Ukrainian officials say Russian troops are withdrawing from around Kharkiv, the country's second-largest city, to be redeployed to Donbas, and Kyiv on Monday claimed control of territory on the border.
- Trying to stay alive -
But the area around Kharkiv has been under constant attack and Kyiv's gains have come at a high cost, with villages gutted and destroyed by bombs.
In Ruska Lozova, just north of Kharkiv, Rostislav Stepanenko recounted to AFP how he survived shelling in his village, caught in the firing line between Russian and Ukrainian forces.
He had gone back to collect some belongings but returned empty-handed and stunned by the incessant artillery fire.
Asked what he did for a living, he joked that he was "trying to stay alive".
And his age? "Hopefully, I will be 54, but today I wouldn't expect that," he said with a nervous smile.

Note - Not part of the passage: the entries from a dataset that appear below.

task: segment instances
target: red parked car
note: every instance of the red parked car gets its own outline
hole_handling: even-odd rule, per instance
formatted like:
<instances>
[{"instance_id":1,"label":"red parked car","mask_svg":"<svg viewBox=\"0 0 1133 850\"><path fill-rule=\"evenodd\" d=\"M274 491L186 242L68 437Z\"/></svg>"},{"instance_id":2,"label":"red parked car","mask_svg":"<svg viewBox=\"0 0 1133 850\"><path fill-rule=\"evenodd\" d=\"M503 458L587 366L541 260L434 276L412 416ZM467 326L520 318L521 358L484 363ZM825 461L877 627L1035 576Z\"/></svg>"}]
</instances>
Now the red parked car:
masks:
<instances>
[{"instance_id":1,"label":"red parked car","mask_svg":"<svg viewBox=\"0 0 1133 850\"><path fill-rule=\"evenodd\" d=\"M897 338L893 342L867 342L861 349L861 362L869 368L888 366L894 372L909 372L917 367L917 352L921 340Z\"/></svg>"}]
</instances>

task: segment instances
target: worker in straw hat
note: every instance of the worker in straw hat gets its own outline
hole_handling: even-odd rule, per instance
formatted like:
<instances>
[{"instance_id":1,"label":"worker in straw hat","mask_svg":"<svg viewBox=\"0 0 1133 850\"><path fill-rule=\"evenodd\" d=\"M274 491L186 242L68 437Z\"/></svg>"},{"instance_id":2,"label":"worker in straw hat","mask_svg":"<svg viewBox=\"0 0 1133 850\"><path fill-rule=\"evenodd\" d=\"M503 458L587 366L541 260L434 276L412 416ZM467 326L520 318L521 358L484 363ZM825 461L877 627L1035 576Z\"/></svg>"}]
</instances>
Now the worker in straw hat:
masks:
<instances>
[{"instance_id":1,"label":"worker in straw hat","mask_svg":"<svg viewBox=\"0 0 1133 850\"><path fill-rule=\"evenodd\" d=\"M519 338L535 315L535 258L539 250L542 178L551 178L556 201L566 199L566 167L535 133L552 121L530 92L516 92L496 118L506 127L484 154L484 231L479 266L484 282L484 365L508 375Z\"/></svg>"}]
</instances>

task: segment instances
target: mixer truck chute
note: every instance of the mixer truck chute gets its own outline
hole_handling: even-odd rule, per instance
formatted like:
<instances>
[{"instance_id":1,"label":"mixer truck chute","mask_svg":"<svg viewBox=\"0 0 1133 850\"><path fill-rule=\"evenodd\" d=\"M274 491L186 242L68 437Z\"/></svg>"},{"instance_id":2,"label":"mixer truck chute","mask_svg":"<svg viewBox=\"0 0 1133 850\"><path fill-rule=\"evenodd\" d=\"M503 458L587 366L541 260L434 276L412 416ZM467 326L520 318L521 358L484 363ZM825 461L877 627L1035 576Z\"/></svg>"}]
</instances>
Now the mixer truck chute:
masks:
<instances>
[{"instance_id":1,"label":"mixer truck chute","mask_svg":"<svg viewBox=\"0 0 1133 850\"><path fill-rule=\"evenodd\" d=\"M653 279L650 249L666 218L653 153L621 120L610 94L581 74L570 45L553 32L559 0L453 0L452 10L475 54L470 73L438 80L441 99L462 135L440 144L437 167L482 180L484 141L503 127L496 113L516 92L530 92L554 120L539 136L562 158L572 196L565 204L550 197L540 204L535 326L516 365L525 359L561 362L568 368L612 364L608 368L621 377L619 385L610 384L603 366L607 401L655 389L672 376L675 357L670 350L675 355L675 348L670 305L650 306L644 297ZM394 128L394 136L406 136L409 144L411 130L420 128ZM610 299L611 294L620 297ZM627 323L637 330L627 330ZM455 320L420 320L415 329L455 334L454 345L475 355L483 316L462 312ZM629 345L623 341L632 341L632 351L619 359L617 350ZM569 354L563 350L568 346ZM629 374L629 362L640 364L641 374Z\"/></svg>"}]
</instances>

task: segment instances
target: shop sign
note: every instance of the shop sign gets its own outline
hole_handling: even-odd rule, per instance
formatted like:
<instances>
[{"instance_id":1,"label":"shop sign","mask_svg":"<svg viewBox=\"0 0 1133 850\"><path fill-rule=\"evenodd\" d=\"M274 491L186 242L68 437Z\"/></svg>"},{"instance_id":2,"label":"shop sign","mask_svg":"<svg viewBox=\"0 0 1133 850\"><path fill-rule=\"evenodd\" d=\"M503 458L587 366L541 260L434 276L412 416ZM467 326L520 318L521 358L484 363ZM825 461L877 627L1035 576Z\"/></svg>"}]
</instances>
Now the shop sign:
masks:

- 'Shelling without stopping' -
In his nightly address on Monday, Ukrainian President Volodymyr Zelensky reported "constant attacks in those areas where Russia is still trying to advance", adding that Severodonetsk and other cities in Donbas remained the main targets.
Taking Severodonetsk, the easternmost city held by Ukrainian forces, would grant the Kremlin de facto control of Lugansk, one of two regions -- along with Donetsk -- that comprise Donbas.
Russia's attempt to completely encircle Severodonetsk has been repelled, with Ukrainian forces blowing up railway bridges to slow their advance.
But Lugansk regional governor Sergiy Gaiday has said it was being shelled "without stopping" and early Tuesday said two buildings at the city's general hospital had been hit overnight.
"We have 10 dead and three wounded in the region," he wrote on Telegram.
Elsewhere, eight people were killed and 12 injured in Russian strikes on the village of Desna, in northeastern Chernigiv region, where a Ukrainian military base is located, emergency services said.
To the west, an official from Lviv's Regional Military Administration said a military infrastructure facility "almost on the border with Poland" had been hit.
- NATO bids 'no direct threat' -
Fearful of Russian aggression, Sweden and Finland are poised to give up decades of military non-alignment and join NATO.
Russian President Vladimir Putin said on Monday the move posed "no direct threat for us... but the expansion of military infrastructure to these territories will certainly provoke our response".
Putin's reaction was more moderate than comments made earlier on Monday by deputy foreign minister Sergei Ryabkov, who had called the expansion a "grave mistake with far-reaching consequences".
The bids must be unanimously approved by the alliance's 30 nations, and Turkish President Recep Tayyip Erdogan on Monday voiced his objection.
He accused Finland and Sweden of harbouring terror groups, including outlawed Kurdish militants.
But US Secretary of State Antony Blinken voiced confidence that the bids would succeed.
He is due to meet Turkey's foreign minister in Washington on Wednesday, while US President Joe Biden will host the leaders of Finland and Sweden on Thursday.
Germany, meanwhile, said it would ramp up its military collaboration with the two Nordic countries, especially in the Baltic Sea.